The Eurogroup issued a statement on Monday confirming the progress in negotiations with the Greek government, indicating that an agreement may be imminent, although it was underlined that more efforts were required.

During the talks in Brussels it emerged that the institutions object to recent decision in recruitments in the public sector, employment relations and the pension system. The institutions fear that rather than updating and modernizing those three areas in the economy, the reforms are being withdrawn.

The Minister of Finances Yanis Varoufakis was forced to intervene and provide assurances that the number of recruitments in the public sector will not exceed the number of departures (estimated to be about 15,000 this year) and that the “13th pension” will be distributed according to strict income criteria. Regarding the changes which the institutions are pressuring for in employment relations, the European Commission intervened and it was agreed that both sides would await for the International Labour Organization’s (ILO) report.

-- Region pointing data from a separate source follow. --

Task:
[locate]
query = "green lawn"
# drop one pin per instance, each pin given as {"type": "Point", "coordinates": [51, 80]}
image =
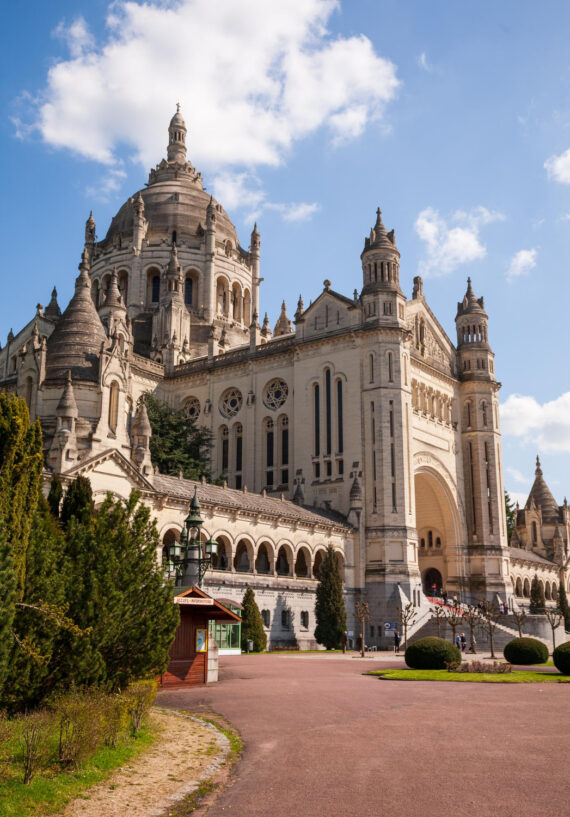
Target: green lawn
{"type": "Point", "coordinates": [515, 677]}
{"type": "Point", "coordinates": [52, 789]}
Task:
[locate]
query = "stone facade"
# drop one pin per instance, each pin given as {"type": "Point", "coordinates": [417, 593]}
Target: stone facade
{"type": "Point", "coordinates": [358, 423]}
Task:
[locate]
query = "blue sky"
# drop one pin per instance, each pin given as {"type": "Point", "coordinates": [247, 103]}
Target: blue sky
{"type": "Point", "coordinates": [453, 116]}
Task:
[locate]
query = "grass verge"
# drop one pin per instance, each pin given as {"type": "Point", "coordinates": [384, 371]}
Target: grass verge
{"type": "Point", "coordinates": [515, 677]}
{"type": "Point", "coordinates": [51, 790]}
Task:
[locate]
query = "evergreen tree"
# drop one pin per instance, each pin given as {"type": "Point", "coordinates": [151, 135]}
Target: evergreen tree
{"type": "Point", "coordinates": [54, 496]}
{"type": "Point", "coordinates": [510, 516]}
{"type": "Point", "coordinates": [252, 623]}
{"type": "Point", "coordinates": [20, 479]}
{"type": "Point", "coordinates": [329, 609]}
{"type": "Point", "coordinates": [537, 600]}
{"type": "Point", "coordinates": [563, 606]}
{"type": "Point", "coordinates": [78, 502]}
{"type": "Point", "coordinates": [178, 444]}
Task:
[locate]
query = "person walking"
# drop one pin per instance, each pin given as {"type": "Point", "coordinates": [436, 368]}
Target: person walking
{"type": "Point", "coordinates": [397, 640]}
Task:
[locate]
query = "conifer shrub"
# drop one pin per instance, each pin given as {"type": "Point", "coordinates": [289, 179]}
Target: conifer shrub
{"type": "Point", "coordinates": [526, 651]}
{"type": "Point", "coordinates": [140, 697]}
{"type": "Point", "coordinates": [561, 658]}
{"type": "Point", "coordinates": [431, 653]}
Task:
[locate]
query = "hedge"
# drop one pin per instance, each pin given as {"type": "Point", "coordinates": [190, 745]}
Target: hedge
{"type": "Point", "coordinates": [431, 653]}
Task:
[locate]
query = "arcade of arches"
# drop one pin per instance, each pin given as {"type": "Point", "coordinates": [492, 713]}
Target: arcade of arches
{"type": "Point", "coordinates": [436, 523]}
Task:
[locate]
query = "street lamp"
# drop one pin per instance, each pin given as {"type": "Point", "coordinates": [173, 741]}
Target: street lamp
{"type": "Point", "coordinates": [189, 559]}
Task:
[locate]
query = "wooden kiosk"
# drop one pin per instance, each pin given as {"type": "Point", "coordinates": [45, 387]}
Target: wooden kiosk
{"type": "Point", "coordinates": [193, 660]}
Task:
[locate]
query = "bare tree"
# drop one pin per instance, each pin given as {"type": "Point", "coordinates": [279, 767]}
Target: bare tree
{"type": "Point", "coordinates": [472, 617]}
{"type": "Point", "coordinates": [439, 613]}
{"type": "Point", "coordinates": [520, 618]}
{"type": "Point", "coordinates": [454, 619]}
{"type": "Point", "coordinates": [406, 617]}
{"type": "Point", "coordinates": [363, 615]}
{"type": "Point", "coordinates": [490, 615]}
{"type": "Point", "coordinates": [555, 618]}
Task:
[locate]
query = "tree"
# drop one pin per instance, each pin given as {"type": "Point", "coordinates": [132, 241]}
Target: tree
{"type": "Point", "coordinates": [20, 480]}
{"type": "Point", "coordinates": [555, 619]}
{"type": "Point", "coordinates": [54, 496]}
{"type": "Point", "coordinates": [252, 624]}
{"type": "Point", "coordinates": [520, 618]}
{"type": "Point", "coordinates": [537, 600]}
{"type": "Point", "coordinates": [406, 617]}
{"type": "Point", "coordinates": [510, 516]}
{"type": "Point", "coordinates": [330, 611]}
{"type": "Point", "coordinates": [563, 605]}
{"type": "Point", "coordinates": [178, 444]}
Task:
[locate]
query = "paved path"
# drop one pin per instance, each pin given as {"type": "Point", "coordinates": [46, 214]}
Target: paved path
{"type": "Point", "coordinates": [323, 740]}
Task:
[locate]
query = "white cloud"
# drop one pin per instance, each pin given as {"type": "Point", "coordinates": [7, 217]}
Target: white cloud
{"type": "Point", "coordinates": [521, 263]}
{"type": "Point", "coordinates": [76, 36]}
{"type": "Point", "coordinates": [424, 64]}
{"type": "Point", "coordinates": [546, 425]}
{"type": "Point", "coordinates": [558, 167]}
{"type": "Point", "coordinates": [253, 77]}
{"type": "Point", "coordinates": [450, 243]}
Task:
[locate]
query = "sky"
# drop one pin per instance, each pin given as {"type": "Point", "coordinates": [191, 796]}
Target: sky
{"type": "Point", "coordinates": [453, 116]}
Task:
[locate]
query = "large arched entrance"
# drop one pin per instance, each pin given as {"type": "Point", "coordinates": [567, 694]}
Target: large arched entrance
{"type": "Point", "coordinates": [439, 530]}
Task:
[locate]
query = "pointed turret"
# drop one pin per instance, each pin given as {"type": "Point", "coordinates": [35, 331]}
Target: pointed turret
{"type": "Point", "coordinates": [283, 325]}
{"type": "Point", "coordinates": [541, 496]}
{"type": "Point", "coordinates": [75, 343]}
{"type": "Point", "coordinates": [52, 310]}
{"type": "Point", "coordinates": [177, 138]}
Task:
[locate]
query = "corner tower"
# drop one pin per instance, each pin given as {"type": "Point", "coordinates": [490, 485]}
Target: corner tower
{"type": "Point", "coordinates": [482, 464]}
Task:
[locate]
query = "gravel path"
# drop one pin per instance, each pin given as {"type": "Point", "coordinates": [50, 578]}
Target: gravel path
{"type": "Point", "coordinates": [322, 739]}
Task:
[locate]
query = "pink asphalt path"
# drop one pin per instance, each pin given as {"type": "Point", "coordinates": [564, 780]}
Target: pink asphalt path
{"type": "Point", "coordinates": [322, 739]}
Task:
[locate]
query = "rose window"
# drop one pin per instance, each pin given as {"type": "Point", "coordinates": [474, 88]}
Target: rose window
{"type": "Point", "coordinates": [192, 408]}
{"type": "Point", "coordinates": [231, 402]}
{"type": "Point", "coordinates": [275, 394]}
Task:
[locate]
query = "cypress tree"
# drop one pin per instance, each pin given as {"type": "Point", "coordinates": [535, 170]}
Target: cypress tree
{"type": "Point", "coordinates": [20, 480]}
{"type": "Point", "coordinates": [563, 606]}
{"type": "Point", "coordinates": [178, 444]}
{"type": "Point", "coordinates": [537, 600]}
{"type": "Point", "coordinates": [329, 609]}
{"type": "Point", "coordinates": [252, 623]}
{"type": "Point", "coordinates": [54, 496]}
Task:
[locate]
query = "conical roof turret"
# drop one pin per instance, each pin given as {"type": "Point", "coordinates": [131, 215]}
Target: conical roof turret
{"type": "Point", "coordinates": [75, 343]}
{"type": "Point", "coordinates": [541, 496]}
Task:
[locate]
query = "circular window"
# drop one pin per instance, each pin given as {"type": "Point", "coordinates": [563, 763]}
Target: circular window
{"type": "Point", "coordinates": [192, 408]}
{"type": "Point", "coordinates": [230, 402]}
{"type": "Point", "coordinates": [276, 393]}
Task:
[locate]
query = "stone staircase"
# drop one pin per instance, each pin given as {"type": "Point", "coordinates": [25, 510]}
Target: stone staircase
{"type": "Point", "coordinates": [505, 630]}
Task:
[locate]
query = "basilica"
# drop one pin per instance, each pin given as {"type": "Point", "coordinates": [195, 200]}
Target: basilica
{"type": "Point", "coordinates": [354, 422]}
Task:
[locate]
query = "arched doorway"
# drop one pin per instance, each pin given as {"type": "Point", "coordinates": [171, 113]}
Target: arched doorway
{"type": "Point", "coordinates": [439, 533]}
{"type": "Point", "coordinates": [430, 577]}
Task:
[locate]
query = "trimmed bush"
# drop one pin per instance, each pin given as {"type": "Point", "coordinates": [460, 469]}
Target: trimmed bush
{"type": "Point", "coordinates": [561, 658]}
{"type": "Point", "coordinates": [526, 651]}
{"type": "Point", "coordinates": [431, 653]}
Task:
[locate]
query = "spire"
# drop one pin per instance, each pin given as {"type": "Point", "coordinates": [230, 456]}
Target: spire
{"type": "Point", "coordinates": [283, 325]}
{"type": "Point", "coordinates": [177, 138]}
{"type": "Point", "coordinates": [114, 298]}
{"type": "Point", "coordinates": [52, 310]}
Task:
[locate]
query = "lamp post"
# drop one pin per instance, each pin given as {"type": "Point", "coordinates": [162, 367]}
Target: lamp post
{"type": "Point", "coordinates": [189, 559]}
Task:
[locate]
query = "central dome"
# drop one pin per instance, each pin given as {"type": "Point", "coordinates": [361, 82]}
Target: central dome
{"type": "Point", "coordinates": [175, 201]}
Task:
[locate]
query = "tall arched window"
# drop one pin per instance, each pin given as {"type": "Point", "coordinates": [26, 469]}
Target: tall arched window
{"type": "Point", "coordinates": [113, 406]}
{"type": "Point", "coordinates": [317, 419]}
{"type": "Point", "coordinates": [155, 289]}
{"type": "Point", "coordinates": [328, 411]}
{"type": "Point", "coordinates": [269, 453]}
{"type": "Point", "coordinates": [188, 291]}
{"type": "Point", "coordinates": [238, 434]}
{"type": "Point", "coordinates": [339, 417]}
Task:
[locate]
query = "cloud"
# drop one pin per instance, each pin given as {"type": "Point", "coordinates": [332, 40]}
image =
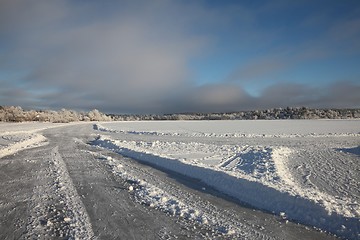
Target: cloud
{"type": "Point", "coordinates": [136, 56]}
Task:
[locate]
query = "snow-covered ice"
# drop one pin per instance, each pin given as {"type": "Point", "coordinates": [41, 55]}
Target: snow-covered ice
{"type": "Point", "coordinates": [302, 170]}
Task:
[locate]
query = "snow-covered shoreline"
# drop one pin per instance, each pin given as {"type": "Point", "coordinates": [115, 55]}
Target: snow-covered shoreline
{"type": "Point", "coordinates": [250, 173]}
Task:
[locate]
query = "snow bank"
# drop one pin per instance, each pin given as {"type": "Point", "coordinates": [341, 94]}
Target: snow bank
{"type": "Point", "coordinates": [256, 175]}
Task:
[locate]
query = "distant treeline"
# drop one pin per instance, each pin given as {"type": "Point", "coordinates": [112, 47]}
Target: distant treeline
{"type": "Point", "coordinates": [17, 114]}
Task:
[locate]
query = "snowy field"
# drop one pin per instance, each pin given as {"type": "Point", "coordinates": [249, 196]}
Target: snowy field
{"type": "Point", "coordinates": [305, 171]}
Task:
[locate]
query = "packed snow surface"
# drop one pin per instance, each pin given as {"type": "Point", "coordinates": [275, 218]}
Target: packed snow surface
{"type": "Point", "coordinates": [303, 170]}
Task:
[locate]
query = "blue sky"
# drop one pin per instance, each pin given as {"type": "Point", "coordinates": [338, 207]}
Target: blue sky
{"type": "Point", "coordinates": [179, 56]}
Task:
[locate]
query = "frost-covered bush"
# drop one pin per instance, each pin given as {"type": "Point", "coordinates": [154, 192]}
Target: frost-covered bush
{"type": "Point", "coordinates": [17, 114]}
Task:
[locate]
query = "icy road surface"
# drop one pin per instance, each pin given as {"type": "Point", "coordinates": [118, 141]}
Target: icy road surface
{"type": "Point", "coordinates": [180, 180]}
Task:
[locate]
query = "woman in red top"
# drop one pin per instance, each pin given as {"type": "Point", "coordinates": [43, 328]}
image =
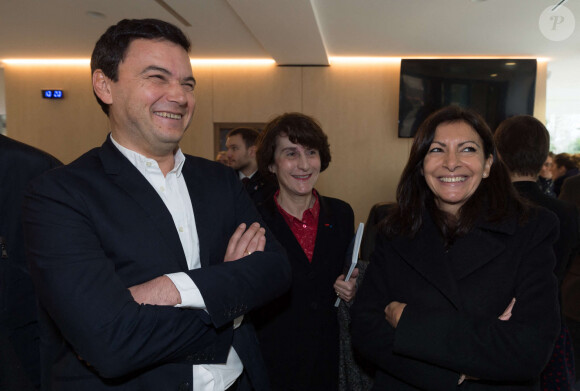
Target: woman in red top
{"type": "Point", "coordinates": [298, 332]}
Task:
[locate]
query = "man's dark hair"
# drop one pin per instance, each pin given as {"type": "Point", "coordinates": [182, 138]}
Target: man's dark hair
{"type": "Point", "coordinates": [494, 199]}
{"type": "Point", "coordinates": [523, 143]}
{"type": "Point", "coordinates": [112, 47]}
{"type": "Point", "coordinates": [300, 129]}
{"type": "Point", "coordinates": [249, 135]}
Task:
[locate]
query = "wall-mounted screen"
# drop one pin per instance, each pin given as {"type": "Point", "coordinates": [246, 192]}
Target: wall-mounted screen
{"type": "Point", "coordinates": [495, 88]}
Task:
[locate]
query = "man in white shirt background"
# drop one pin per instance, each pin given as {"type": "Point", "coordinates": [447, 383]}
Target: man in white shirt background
{"type": "Point", "coordinates": [241, 144]}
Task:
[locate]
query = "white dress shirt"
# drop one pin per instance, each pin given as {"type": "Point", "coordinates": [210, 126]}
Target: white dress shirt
{"type": "Point", "coordinates": [173, 191]}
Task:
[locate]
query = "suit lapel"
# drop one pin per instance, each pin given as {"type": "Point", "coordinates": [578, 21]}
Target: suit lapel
{"type": "Point", "coordinates": [275, 221]}
{"type": "Point", "coordinates": [201, 211]}
{"type": "Point", "coordinates": [127, 177]}
{"type": "Point", "coordinates": [426, 254]}
{"type": "Point", "coordinates": [480, 246]}
{"type": "Point", "coordinates": [326, 227]}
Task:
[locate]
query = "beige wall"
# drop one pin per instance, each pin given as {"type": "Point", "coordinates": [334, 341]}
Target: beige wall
{"type": "Point", "coordinates": [357, 106]}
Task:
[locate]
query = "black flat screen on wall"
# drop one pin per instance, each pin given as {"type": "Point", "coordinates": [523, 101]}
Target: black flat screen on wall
{"type": "Point", "coordinates": [496, 89]}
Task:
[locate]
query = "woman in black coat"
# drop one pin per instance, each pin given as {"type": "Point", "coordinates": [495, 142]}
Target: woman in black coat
{"type": "Point", "coordinates": [460, 290]}
{"type": "Point", "coordinates": [298, 332]}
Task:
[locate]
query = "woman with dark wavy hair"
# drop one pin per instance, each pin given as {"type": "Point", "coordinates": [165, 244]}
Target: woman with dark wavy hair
{"type": "Point", "coordinates": [460, 289]}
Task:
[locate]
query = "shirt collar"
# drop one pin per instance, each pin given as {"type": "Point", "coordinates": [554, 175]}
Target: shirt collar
{"type": "Point", "coordinates": [312, 212]}
{"type": "Point", "coordinates": [145, 163]}
{"type": "Point", "coordinates": [242, 176]}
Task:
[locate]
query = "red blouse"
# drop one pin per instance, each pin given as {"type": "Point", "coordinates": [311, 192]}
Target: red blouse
{"type": "Point", "coordinates": [304, 230]}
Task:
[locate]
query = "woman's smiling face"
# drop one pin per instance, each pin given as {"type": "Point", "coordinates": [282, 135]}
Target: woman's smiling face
{"type": "Point", "coordinates": [296, 167]}
{"type": "Point", "coordinates": [455, 165]}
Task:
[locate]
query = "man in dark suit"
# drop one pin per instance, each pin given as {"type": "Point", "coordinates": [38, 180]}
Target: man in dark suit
{"type": "Point", "coordinates": [522, 143]}
{"type": "Point", "coordinates": [129, 232]}
{"type": "Point", "coordinates": [241, 145]}
{"type": "Point", "coordinates": [19, 351]}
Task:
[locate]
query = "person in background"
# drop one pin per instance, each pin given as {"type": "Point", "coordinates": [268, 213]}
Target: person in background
{"type": "Point", "coordinates": [299, 332]}
{"type": "Point", "coordinates": [563, 168]}
{"type": "Point", "coordinates": [522, 144]}
{"type": "Point", "coordinates": [241, 152]}
{"type": "Point", "coordinates": [19, 334]}
{"type": "Point", "coordinates": [571, 284]}
{"type": "Point", "coordinates": [222, 157]}
{"type": "Point", "coordinates": [545, 177]}
{"type": "Point", "coordinates": [145, 260]}
{"type": "Point", "coordinates": [460, 290]}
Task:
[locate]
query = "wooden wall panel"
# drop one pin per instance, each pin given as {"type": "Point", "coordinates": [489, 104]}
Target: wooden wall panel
{"type": "Point", "coordinates": [357, 106]}
{"type": "Point", "coordinates": [255, 94]}
{"type": "Point", "coordinates": [65, 128]}
{"type": "Point", "coordinates": [358, 109]}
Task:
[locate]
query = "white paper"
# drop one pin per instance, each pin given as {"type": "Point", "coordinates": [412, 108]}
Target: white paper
{"type": "Point", "coordinates": [355, 251]}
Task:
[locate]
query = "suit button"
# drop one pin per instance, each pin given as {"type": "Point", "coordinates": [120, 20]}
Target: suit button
{"type": "Point", "coordinates": [183, 386]}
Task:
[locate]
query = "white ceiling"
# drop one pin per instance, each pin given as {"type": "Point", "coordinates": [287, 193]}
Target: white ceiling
{"type": "Point", "coordinates": [305, 32]}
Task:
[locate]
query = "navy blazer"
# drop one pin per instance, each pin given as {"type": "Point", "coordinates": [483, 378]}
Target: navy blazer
{"type": "Point", "coordinates": [19, 351]}
{"type": "Point", "coordinates": [298, 332]}
{"type": "Point", "coordinates": [95, 228]}
{"type": "Point", "coordinates": [454, 297]}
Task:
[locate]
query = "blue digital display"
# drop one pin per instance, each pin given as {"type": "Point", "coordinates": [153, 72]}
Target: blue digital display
{"type": "Point", "coordinates": [52, 94]}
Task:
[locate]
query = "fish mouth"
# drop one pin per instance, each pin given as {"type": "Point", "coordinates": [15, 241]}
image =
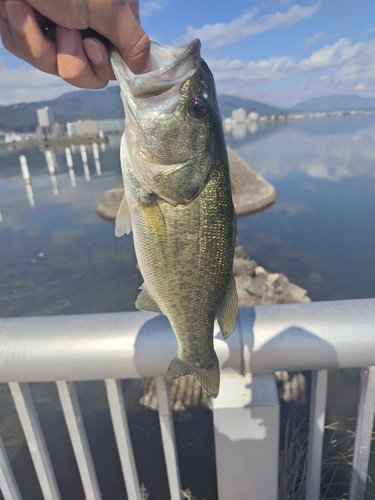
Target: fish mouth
{"type": "Point", "coordinates": [170, 66]}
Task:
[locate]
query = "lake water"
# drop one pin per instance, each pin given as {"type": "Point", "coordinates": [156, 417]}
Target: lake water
{"type": "Point", "coordinates": [58, 257]}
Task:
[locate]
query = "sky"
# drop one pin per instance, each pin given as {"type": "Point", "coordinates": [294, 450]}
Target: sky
{"type": "Point", "coordinates": [279, 52]}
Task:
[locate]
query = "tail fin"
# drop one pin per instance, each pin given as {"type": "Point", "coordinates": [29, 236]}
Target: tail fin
{"type": "Point", "coordinates": [209, 378]}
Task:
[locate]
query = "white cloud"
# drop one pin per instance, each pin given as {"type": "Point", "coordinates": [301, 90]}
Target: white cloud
{"type": "Point", "coordinates": [263, 71]}
{"type": "Point", "coordinates": [27, 85]}
{"type": "Point", "coordinates": [147, 8]}
{"type": "Point", "coordinates": [314, 39]}
{"type": "Point", "coordinates": [325, 57]}
{"type": "Point", "coordinates": [340, 68]}
{"type": "Point", "coordinates": [215, 36]}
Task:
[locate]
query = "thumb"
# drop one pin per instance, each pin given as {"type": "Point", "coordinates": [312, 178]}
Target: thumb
{"type": "Point", "coordinates": [122, 28]}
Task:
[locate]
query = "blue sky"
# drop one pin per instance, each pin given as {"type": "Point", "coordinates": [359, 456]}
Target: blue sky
{"type": "Point", "coordinates": [275, 51]}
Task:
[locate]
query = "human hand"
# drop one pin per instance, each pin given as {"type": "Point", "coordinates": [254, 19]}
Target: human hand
{"type": "Point", "coordinates": [48, 35]}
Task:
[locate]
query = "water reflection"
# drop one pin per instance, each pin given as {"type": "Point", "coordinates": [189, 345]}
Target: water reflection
{"type": "Point", "coordinates": [348, 151]}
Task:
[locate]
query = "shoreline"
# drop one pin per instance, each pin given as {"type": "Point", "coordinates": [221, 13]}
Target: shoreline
{"type": "Point", "coordinates": [56, 141]}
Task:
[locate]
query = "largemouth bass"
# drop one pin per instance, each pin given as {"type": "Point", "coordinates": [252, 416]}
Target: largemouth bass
{"type": "Point", "coordinates": [178, 203]}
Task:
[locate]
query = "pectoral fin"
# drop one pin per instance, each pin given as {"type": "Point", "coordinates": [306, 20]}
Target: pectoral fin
{"type": "Point", "coordinates": [123, 219]}
{"type": "Point", "coordinates": [179, 184]}
{"type": "Point", "coordinates": [226, 314]}
{"type": "Point", "coordinates": [145, 301]}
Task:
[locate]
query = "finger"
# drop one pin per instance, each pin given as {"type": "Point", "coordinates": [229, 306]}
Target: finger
{"type": "Point", "coordinates": [6, 35]}
{"type": "Point", "coordinates": [72, 63]}
{"type": "Point", "coordinates": [98, 56]}
{"type": "Point", "coordinates": [121, 26]}
{"type": "Point", "coordinates": [24, 38]}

It appears that there is an agreement on strengthening the independence of ELSTAT and the HFSF, while the creditors have agreed to the Greek government’s proposed regulation for bad loans and for the gradual increase of the minimum wage. There is some convergence in fiscal matters (VAT, changes to the ENFIA real estate tax, luxury tax, income tax scales etc), privatizations and the deregulation of the energy market, however there are still significant details that need to be addressed.

Both sides were unable to agree on the new public sector wages and pensions, with the Greek side resisting the demand for wage and supplementary pension cuts. The IMF has also demanded the deregulation of collective dismissal and that collective bargaining not be restored, among others.